While other banks lent out more than they had on deposit, Standard Chartered has taken a different approach. Since the crisis started in August 2007, it put a greater emphasis on liquidity and offered incentives to boost customer deposits while, at the same time, reducing the maturity of its loan book.
Indeed, the consumer bank’s deposit book rose 21 per cent over the year but the need to pay more to attract deposits in the second half knocked between $30million and $40million from revenues in the final six months. But at Sands himself points out, it is currently better to strengthen long term liquidity at the expense of short term profits.
Standard Chartered was also very proactive in managing the credit risks of its loan book. The bank tightened underwriting standards and reduced unsecured exposures, and (importantly) turned away the business of more than 900 mid-market existing clients that it now deems too risky.
Today, its assets (or loans) are worth 75 per cent of its deposit book, down from 86 per cent a year earlier, which means that it has a healthy buffer for many eventualities. It also means that Standard Chartered can act as a lender to other banks, and its unique position allows it to charge hefty penal rates.
Admittedly, the bank surprised investors last November when it launched a £1.8 billion rights issue to boost capital reserves having previously declared its balance sheet was strong. But Standard Chartered did so not from a position of weakness. Its capital ratios were already strong, but investors were starting to reappraise the appropriate levels of capital for financial institutions. Similarly, with other banks and companies launching rights issues, the window to access investors would not be open long. As it was, 97 per cent of investors took up their rights to the share issue and Standard Chartered’s core Tier 1 capital ratio, a key measure of strength that indicates how much capital a bank has on its balance sheet relative to the size of its loan book, stood at 7.6 per cent at the end of 2008, up from 6.6 per cent a year earlier.

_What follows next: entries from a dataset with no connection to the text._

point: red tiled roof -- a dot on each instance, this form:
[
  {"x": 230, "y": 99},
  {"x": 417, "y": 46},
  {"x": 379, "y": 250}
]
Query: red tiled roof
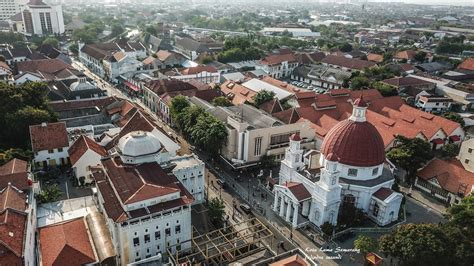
[
  {"x": 450, "y": 175},
  {"x": 288, "y": 116},
  {"x": 67, "y": 243},
  {"x": 390, "y": 115},
  {"x": 12, "y": 222},
  {"x": 298, "y": 190},
  {"x": 15, "y": 172},
  {"x": 277, "y": 59},
  {"x": 237, "y": 93},
  {"x": 355, "y": 144},
  {"x": 468, "y": 64},
  {"x": 408, "y": 55},
  {"x": 377, "y": 58},
  {"x": 81, "y": 146},
  {"x": 49, "y": 136},
  {"x": 272, "y": 106},
  {"x": 48, "y": 69},
  {"x": 199, "y": 69},
  {"x": 351, "y": 63},
  {"x": 383, "y": 193},
  {"x": 406, "y": 81},
  {"x": 89, "y": 103},
  {"x": 133, "y": 183}
]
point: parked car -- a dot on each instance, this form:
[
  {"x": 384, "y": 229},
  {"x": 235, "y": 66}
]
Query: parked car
[
  {"x": 245, "y": 208},
  {"x": 221, "y": 183}
]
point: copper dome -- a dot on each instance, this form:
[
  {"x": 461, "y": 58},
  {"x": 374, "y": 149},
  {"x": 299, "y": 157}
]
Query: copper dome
[{"x": 355, "y": 144}]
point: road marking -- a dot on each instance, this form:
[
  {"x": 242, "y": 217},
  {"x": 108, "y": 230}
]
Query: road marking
[{"x": 67, "y": 191}]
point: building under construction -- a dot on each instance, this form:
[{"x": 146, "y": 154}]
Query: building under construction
[{"x": 224, "y": 245}]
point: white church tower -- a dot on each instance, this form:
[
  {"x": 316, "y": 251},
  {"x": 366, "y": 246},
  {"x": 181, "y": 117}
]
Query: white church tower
[{"x": 293, "y": 161}]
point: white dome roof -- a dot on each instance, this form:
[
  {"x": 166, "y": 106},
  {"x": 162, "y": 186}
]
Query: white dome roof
[
  {"x": 81, "y": 84},
  {"x": 138, "y": 143}
]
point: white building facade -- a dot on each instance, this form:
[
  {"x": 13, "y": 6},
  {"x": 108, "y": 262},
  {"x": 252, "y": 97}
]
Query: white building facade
[{"x": 351, "y": 171}]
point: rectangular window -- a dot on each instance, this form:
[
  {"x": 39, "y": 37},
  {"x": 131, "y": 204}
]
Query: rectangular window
[
  {"x": 375, "y": 171},
  {"x": 352, "y": 172},
  {"x": 258, "y": 146}
]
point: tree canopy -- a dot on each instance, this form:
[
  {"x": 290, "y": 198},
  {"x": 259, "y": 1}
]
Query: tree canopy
[
  {"x": 221, "y": 101},
  {"x": 20, "y": 107},
  {"x": 410, "y": 154},
  {"x": 52, "y": 41},
  {"x": 262, "y": 97},
  {"x": 203, "y": 129}
]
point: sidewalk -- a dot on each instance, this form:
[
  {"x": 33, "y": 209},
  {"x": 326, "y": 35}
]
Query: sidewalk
[{"x": 425, "y": 200}]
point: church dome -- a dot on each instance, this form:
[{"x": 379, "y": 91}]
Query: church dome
[
  {"x": 139, "y": 143},
  {"x": 81, "y": 84},
  {"x": 354, "y": 143}
]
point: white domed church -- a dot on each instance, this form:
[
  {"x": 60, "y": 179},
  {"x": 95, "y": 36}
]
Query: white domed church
[{"x": 350, "y": 168}]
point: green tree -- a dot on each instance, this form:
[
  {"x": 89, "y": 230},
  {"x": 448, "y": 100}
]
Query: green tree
[
  {"x": 216, "y": 212},
  {"x": 417, "y": 244},
  {"x": 116, "y": 29},
  {"x": 22, "y": 106},
  {"x": 327, "y": 228},
  {"x": 52, "y": 41},
  {"x": 74, "y": 48},
  {"x": 455, "y": 117},
  {"x": 410, "y": 154},
  {"x": 177, "y": 110},
  {"x": 262, "y": 97},
  {"x": 345, "y": 47},
  {"x": 221, "y": 101},
  {"x": 49, "y": 194},
  {"x": 359, "y": 82},
  {"x": 366, "y": 244},
  {"x": 420, "y": 56},
  {"x": 450, "y": 150}
]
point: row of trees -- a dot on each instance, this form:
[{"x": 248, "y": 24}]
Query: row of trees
[
  {"x": 203, "y": 129},
  {"x": 20, "y": 107},
  {"x": 239, "y": 49}
]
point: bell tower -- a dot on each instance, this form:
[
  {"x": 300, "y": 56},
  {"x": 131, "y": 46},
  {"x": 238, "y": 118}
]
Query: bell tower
[{"x": 293, "y": 161}]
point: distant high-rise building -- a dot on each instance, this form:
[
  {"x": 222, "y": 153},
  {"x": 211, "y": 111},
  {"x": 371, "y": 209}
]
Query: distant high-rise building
[
  {"x": 37, "y": 17},
  {"x": 8, "y": 8}
]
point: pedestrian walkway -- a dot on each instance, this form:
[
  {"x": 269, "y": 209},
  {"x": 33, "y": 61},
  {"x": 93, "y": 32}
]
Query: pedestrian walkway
[{"x": 425, "y": 200}]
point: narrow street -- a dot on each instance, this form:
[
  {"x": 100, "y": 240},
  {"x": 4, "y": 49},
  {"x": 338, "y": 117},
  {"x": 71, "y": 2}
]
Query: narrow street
[{"x": 246, "y": 190}]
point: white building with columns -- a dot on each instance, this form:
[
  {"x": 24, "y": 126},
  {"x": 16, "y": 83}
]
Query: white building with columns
[{"x": 349, "y": 169}]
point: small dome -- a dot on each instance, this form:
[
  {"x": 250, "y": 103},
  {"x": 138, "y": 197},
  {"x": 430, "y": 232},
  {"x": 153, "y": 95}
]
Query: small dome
[
  {"x": 81, "y": 84},
  {"x": 138, "y": 143},
  {"x": 295, "y": 137},
  {"x": 354, "y": 144}
]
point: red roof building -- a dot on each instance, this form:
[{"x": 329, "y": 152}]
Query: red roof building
[
  {"x": 389, "y": 115},
  {"x": 446, "y": 180},
  {"x": 13, "y": 225},
  {"x": 15, "y": 172},
  {"x": 66, "y": 243},
  {"x": 48, "y": 136}
]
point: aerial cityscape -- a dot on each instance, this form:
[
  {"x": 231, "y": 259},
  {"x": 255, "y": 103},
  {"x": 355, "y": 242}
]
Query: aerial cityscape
[{"x": 302, "y": 133}]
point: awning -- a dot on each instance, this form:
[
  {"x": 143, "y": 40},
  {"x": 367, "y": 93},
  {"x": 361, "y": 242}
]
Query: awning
[
  {"x": 455, "y": 138},
  {"x": 131, "y": 86}
]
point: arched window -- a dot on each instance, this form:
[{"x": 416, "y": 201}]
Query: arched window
[{"x": 349, "y": 199}]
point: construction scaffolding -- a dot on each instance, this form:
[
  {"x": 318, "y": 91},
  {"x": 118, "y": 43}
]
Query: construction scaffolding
[{"x": 223, "y": 245}]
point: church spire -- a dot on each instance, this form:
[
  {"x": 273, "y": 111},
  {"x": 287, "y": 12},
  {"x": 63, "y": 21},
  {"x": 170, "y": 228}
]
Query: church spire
[{"x": 359, "y": 109}]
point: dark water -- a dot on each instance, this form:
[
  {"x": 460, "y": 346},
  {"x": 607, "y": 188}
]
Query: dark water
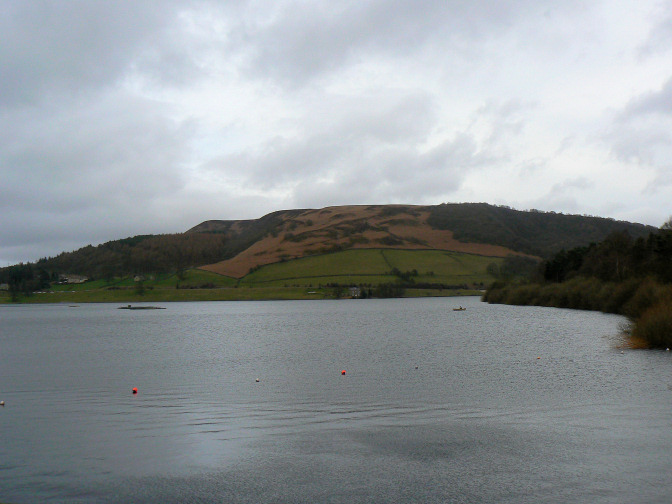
[{"x": 436, "y": 405}]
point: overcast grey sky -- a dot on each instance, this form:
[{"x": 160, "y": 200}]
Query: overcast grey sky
[{"x": 132, "y": 117}]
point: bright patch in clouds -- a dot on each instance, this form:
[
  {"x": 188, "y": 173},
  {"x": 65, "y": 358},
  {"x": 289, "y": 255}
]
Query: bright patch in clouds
[{"x": 141, "y": 117}]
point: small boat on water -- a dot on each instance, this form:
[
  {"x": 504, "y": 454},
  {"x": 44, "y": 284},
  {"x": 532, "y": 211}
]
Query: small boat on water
[{"x": 129, "y": 307}]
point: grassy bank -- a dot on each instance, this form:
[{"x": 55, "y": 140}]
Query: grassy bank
[{"x": 646, "y": 302}]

But there are some worrying aspects in Standard Chartered’s results. Profits from consumer banking halved in the second half of the year compared to the first six months as customer confidence declined, which suggests operating profit from that division barely grew over 2008. In wholesale banking, operating profits fell 15 per cent between the first and second half but still ended the year at $3 billion. The key now, according to Sands, is to deepen the relationship with corporate customers. Last year, income from the bank’s top 50 corporate clients rose 45 per cent, and he believes there is further potential growth particularly as many key competitors have now retreated from the marketplace. Income from wholesale banking during the first two months of 2009 is already ahead of last year.
Despite these negative factors, Richard Hunter, head of UK equities at Hargreaves Lansdown, points out Standard Chartered is now the best performing UK bank. ‘The bank has cited its Asian strategy, staying with banking basics and being open to business, as strands for its success. It does nonetheless realise that the slowdown of Asian economies will continue to present challenges, although not perhaps to the extend of the developed western world,’ he says.